Member of the New Hampshire Senate from the 11th district
- Incumbent
- Assumed office December 4, 2024
- Preceded by: Shannon Chandley

Member of the New Hampshire House of Representatives from the Hillsborough 12th district
- In office December 7, 2022 – December 4, 2024

Member of the New Hampshire House of Representatives from the Hillsborough 18th district
- In office December 4, 1996 – December 6, 2000

Personal details
- Party: Republican

= Tim McGough =

American politician

Tim McGough is an American politician and business executive. In 2024, McGough was elected to represent the 11th district in the New Hampshire Senate, after defeating incumbent Shannon Chandley. Previously, McGough represented the Hillsborough 12th and 18th district in the New Hampshire House of Representatives from 1996 to 2000 and again from 2022 to 2024.

During his tenure in the Senate, McGough was assigned to the Commerce and the Executive Department and Administration committees, where he serves as the Vice Chairman. McGough also served as the chairman of the New Hampshire Canadian Trade Council.

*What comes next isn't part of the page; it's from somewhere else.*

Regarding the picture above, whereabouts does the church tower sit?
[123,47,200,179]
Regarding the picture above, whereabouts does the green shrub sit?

McGough opposed efforts to build an ICE facility in Merrimack, New Hampshire. He was the sponsor for a bill which would define an unsafe motor vehicle, following the repeal of mandatory state inspections. McGough supported removal of the state inspections.

McGough sponsored legislation which aimed to reduce Crypto ATM scams on elderly by imposing a right to refund and transaction limits. In April 2026, he was temporarily removed from his assigned Senate committees and Senate Republican Caucus amid allegations of harassment of Senate staff. On April 4, 2026, the Amherst Republican Town Committee voted unanimously in support of McGough, expressing their “full confidence” in him.